About International Students and the Nature of Our School Community
by Mr. Hugh Burke
Some parents have approached me with a concern about international students at our school, and have shared their perception that we have significantly increasing numbers of international students, notably from Asia. I actually got a call from a local journalist to ask me some questions about this, which had been told to him by a few people as though it were news. We do not keep any numbers by ethnicity normally – we care about ability and character. But I found this interesting, so I decided to investigate.
First, I found the countries where our current students were born. Here are the numbers:
Of the 527 students currently enrolled…
|Isle of Man||1||0.19%|
|Republic of Georgia||1||0.19%|
|United Arab Emirates||1||0.19%|
As seems clear, most of our students were born in Canada, and we draw the rest from around the world. We do have a very multicultural school, populated by Canadians from around the world. As an IB World School, we should perhaps have an even more multicultural blend, but we are still one of the most multicultural schools outside of Vancouver. Still, we are lagging behind in attracting international students, and we may need to work harder at it.
On investigating, I found that we only have 15 actual international students – students here on an international visa, which represents 2.8% of our student population. This is too low by most measures. When we look at the Maple Ridge/Pitt Meadows school district, in which we are located, the numbers are a bit different. Of the roughly 15,000 students in the district, 564 are on international visas, or about 3.7%. That is, there are more international students by percentage in the local school district than in our school. And the District wants more….
Meadowridge 2.8% International students
School District 42 3.7% International students
In an article on December 5, 2013 in the Maple Ridge News, the headline read, “District competing for international students”. In the article, Michael Polan, the District Manager for International Education, states that every single school district is trying to attract international students, using staff and resources to make sure that they are successful. The students enrich the local district financially, and strengthen the education in the schools. As Mike Murray, the Chair of School District 42 told the international students, “Please know, you enrich our school system by being here”. The fact is that international students bring resources to the community and bring high achievement and an international orientation to our schools.
When we consider the Lower Mainland, we have fewer international students than we should have, in part because of the location of our school in Maple Ridge. Fortunately, we do have a rich ethnic mix. We are behind the local school district in attracting international students, perhaps because we do not actively recruit from so many countries. As a result, we may be missing the financial and educational opportunities that we might otherwise have. Also, we will not lower our entry standards, which can be very challenging for new international students. We do have a pilot programme to assist outstanding students who are a bit challenged by English (but would not be considered ESL by local districts), and need help for one year or less, and the results so far have been that these students are achieving very well, and will not need further help in most cases. The programme pays for itself because we charge an additional fee for it. As well, international students pay significantly higher tuition in order to cover various costs, and so represent a net gain for our school finances. Fortunately, our school is still one of the lowest-cost premier international schools in Canada for international applicants.

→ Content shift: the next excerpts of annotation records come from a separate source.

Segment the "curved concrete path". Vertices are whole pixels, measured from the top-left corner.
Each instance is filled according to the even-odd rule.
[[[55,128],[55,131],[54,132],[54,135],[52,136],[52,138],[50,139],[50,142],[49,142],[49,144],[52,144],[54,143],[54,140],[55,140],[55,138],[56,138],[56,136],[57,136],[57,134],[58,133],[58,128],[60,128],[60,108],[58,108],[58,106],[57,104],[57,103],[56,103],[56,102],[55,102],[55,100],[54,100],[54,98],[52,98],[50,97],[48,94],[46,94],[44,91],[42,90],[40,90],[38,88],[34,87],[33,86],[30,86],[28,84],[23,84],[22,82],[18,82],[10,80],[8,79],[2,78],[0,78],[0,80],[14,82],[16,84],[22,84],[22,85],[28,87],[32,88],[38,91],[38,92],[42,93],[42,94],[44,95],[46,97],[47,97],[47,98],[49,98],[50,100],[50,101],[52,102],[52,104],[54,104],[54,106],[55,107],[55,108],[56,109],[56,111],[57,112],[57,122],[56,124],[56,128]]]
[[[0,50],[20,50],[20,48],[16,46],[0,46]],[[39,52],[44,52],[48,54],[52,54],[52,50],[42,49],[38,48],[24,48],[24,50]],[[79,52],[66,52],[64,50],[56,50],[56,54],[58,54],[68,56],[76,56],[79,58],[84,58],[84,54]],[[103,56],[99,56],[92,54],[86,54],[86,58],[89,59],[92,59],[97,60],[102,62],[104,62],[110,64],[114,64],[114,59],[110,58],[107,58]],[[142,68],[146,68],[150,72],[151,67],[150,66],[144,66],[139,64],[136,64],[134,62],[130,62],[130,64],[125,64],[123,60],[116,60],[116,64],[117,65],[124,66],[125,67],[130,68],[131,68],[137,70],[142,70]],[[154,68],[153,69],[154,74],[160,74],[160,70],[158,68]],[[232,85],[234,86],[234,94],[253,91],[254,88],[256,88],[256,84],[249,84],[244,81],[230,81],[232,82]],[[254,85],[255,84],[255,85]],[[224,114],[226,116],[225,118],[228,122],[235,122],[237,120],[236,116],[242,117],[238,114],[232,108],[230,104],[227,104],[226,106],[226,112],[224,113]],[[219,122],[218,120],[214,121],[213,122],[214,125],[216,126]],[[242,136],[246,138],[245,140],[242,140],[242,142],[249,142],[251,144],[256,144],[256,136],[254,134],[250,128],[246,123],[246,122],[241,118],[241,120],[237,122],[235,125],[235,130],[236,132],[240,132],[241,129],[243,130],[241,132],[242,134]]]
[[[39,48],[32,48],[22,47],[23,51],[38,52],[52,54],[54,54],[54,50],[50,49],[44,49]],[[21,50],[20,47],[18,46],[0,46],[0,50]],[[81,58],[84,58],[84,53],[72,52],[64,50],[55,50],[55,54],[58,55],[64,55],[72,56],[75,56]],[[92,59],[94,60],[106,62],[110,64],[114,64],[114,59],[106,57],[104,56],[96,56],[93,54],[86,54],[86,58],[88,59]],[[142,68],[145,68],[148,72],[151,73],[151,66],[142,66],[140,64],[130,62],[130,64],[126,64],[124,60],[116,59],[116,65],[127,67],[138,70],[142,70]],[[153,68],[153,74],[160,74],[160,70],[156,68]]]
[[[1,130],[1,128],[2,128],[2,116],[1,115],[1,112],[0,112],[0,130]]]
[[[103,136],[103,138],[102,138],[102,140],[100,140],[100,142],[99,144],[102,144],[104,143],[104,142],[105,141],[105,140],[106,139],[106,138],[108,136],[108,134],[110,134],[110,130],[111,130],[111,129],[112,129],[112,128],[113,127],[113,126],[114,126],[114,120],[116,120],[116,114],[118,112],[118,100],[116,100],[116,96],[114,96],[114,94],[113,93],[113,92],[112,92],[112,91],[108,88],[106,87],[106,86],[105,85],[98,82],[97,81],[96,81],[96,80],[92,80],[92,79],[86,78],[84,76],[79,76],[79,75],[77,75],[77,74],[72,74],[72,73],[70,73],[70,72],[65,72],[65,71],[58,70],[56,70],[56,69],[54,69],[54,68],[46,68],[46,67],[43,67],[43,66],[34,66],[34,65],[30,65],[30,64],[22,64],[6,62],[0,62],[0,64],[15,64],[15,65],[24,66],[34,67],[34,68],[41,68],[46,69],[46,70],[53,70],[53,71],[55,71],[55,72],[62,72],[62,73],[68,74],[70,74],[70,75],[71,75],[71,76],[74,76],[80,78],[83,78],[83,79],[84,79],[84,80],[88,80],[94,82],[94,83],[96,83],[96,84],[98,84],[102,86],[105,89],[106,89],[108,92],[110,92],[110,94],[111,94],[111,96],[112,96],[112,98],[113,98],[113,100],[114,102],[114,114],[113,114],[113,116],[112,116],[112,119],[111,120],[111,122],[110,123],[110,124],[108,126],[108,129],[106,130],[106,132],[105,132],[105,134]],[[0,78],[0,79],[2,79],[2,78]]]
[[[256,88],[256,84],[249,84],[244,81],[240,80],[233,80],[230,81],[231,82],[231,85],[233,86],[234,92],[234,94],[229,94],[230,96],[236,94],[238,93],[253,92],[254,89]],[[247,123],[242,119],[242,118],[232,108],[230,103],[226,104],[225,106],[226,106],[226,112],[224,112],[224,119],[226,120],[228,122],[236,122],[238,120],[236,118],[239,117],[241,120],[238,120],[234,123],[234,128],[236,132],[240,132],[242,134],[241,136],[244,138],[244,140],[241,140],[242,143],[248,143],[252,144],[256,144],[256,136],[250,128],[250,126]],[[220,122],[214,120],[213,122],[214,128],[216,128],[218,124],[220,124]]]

At the moment, we are receiving many applications from all over the world. The last two acceptances have been from Japan and from the United Kingdom. We will continue to insist on high standards, and committed families. Frankly, we do not care about their ethnicity; great families come from all over the world, and Canada has been built by such great families. We do know that we are lagging in recruiting international students.
The final question is whether or not our numbers of international students is significantly higher than in the past, and what effect this has on the community sense. Well, ten years ago we had nearly 40 international students in a population of about 440, so the percentage has decreased over time – a worrying trend for an International Baccalaureate World School. As well, we have a lower percentage of kids who take the bus, so people seem to be moving closer to the school than we had in the past, and may be forming a geographically closer community. I want to invite parents to visit the school at about 5:00pm from Monday to Thursday, just to witness the many, many students who linger after school, play sports, take clubs, and so on. In fact, we now have more sports teams and more clubs than we have ever had; the indications are that our kids and families are participating more fully than ever.
So, the bottom line seems to be that we are low in our numbers of international students on any comparative basis, but one result has been an even closer community. As our school becomes better known worldwide, we will continue to attract outstanding international students, and we will continue to ensure that all new students and their families are woven fully into the fabric of our school community. With any luck, we will increase the number of international students who can meet our standards, and who want to come to our International Baccalaureate Continuum World School in Maple Ridge.